FOUR: “From the conservation of resources theory (COR) perspective, burnout reduces the required resources for a sustainable career.”
The authors undertook the study described in the article to “investigate how resource losses due to burnout can create a chain of losses required for career continuity … ultimately resulting in career turnover intentions.” (p. 2) One major consequence of burnout, the authors posited, is from a resources perspective. Burnout “reduces the cognitive and emotional resources that are required for maintaining a sense of usefulness and effectiveness in one’s current employment,” because people who are burned out have “feelings of incompetency, unproductiveness, and low motivation,” and, therefore, feel that they do not have value for their employer. (p. 4) The authors believed that a second consequence of burnout is that it reduces career satisfaction, which is otherwise necessary for an employee to “attain() valuable objectives and states” and to “achiev(e) self-set criteria for success.” (p. 4)
The authors then conducted a study, the subjects of which were German academics. They used the Oldenburg Burnout Inventory (OLBI), in which two aspects of burnout are measured: (1) disengagement, and (2) exhaustion. Other factors measured included the following:
- Perceived internal marketability (your view of your value to your employer)
- Career satisfaction
- Perceived departmental support
- Career turnover intentions
Based on their findings, the authors concluded that “burnout relates to career turnover intentions, and that perceived internal marketability and career satisfaction” can lead to those intentions. They also found that those intentions are somewhat moderated by high levels of perceived departmental support. They also found indications of other moderating factors, which the authors characterized as “buffering resources,” that can “mak(e) unsustainable careers more sustainable.” Examples of these include “human capital resources, motivational resources, and career management behaviors.” (p. 10)
The authors conclude that “career sustainability can be fostered by focusing on (a) reducing burnout itself, (b) increasing the mediating variables (i.e., perceived internal marketability, career satisfaction), and (c) increasing the buffering variable (i.e., departmental support) of the unsustainable effects of burnout.” (p. 12)
I really enjoyed this article because it reforced something that I have believed for a while but have not been able to put into words. Career satisfaction is not black-and-white. There are many variables that contribute to whether someone is at the point of throwing in the towel and bailing on their current career, or whether they might be able to stick it out for another month, or year, or longer.

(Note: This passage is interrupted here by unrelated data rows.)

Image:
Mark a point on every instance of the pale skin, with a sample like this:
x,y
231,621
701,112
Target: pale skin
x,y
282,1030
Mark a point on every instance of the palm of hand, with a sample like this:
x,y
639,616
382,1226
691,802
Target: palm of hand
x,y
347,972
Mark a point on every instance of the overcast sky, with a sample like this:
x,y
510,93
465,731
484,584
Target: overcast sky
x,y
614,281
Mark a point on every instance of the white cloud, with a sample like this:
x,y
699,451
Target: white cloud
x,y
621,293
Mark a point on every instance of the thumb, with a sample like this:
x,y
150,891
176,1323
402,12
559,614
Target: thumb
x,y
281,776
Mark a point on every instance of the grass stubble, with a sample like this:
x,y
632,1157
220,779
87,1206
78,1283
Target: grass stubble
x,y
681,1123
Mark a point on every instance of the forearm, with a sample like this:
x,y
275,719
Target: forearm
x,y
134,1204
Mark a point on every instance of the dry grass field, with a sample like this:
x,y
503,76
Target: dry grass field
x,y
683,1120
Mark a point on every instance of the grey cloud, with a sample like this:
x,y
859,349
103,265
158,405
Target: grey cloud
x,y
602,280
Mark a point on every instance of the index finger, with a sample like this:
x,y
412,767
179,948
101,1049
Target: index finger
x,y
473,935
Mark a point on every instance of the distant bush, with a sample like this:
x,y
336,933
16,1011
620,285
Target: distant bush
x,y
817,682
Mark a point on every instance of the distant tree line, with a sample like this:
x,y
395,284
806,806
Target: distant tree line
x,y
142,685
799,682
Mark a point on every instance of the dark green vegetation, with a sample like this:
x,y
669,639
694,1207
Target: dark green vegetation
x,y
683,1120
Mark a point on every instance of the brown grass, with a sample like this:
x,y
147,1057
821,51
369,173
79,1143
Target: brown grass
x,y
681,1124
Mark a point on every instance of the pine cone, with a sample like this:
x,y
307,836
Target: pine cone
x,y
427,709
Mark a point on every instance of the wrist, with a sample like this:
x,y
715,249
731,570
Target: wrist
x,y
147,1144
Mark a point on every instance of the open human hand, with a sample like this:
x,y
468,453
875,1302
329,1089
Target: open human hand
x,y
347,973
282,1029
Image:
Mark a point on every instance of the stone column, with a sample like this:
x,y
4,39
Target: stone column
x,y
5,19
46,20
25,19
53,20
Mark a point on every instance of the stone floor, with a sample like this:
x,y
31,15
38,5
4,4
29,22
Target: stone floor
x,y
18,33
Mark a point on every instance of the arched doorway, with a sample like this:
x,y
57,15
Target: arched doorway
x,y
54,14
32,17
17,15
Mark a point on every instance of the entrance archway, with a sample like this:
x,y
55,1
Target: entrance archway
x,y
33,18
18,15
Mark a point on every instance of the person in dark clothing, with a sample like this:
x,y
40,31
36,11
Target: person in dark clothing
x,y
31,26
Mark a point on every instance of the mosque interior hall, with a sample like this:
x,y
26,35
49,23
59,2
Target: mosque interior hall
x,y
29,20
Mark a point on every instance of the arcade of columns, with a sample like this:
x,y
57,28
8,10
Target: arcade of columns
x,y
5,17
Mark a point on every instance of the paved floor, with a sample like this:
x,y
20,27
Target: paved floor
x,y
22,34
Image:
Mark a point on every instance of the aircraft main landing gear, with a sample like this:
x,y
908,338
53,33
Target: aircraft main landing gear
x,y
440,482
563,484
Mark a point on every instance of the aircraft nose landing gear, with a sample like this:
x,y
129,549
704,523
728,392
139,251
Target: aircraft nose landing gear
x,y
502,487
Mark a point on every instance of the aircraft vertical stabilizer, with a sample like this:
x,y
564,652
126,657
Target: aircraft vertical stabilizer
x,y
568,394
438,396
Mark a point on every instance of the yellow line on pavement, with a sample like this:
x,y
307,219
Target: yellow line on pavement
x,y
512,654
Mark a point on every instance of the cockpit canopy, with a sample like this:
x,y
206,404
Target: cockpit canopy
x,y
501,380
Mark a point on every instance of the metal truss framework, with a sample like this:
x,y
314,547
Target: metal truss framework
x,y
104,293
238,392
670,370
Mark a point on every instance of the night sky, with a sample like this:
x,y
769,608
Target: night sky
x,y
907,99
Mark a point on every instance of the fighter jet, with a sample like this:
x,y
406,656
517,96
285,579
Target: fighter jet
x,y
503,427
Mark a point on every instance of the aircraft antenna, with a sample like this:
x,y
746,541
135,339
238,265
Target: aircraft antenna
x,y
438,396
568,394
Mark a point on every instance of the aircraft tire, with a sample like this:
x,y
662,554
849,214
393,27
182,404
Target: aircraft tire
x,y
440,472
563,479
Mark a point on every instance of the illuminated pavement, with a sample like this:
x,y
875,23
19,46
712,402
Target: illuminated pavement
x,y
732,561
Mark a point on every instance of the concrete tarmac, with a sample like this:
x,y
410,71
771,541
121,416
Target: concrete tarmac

It is important to remember that your success or failure at coping with career burnout does not rest only on your shoulders. The connection between burnout and career turnover can be moderated by many factors, including the support you are getting from work. Finding a workplace where managers and colleagues (a) support you, (b) care about your well-being, and (c) want you to succeed is critically important.
Of course, whether those resources are available in today’s world of work is another issue entirely. An example I have seen lately is that there are libraries that refuse to close despite the threat of the coronavirus. This seems like a perfect recipe for librarian flight, and now I can see why more clearly. These libraries, by making their employees come to work right now, are likely contributing to the burnout of their employees, who may already be burned out due because there is too much work and they lack both resources and personal agency.
In other words, people can put up with a lot, but if every moderating factor for their burnout is removed, why would they want to stay? This invites a whole different conversation about vocational awe in librarianship, of course. But this post is already pretty long so that is a conversation for another day.
I’ll end by telling you that I am proud of you. For hanging in there, for showing up even if it’s from home. We’ll get through this.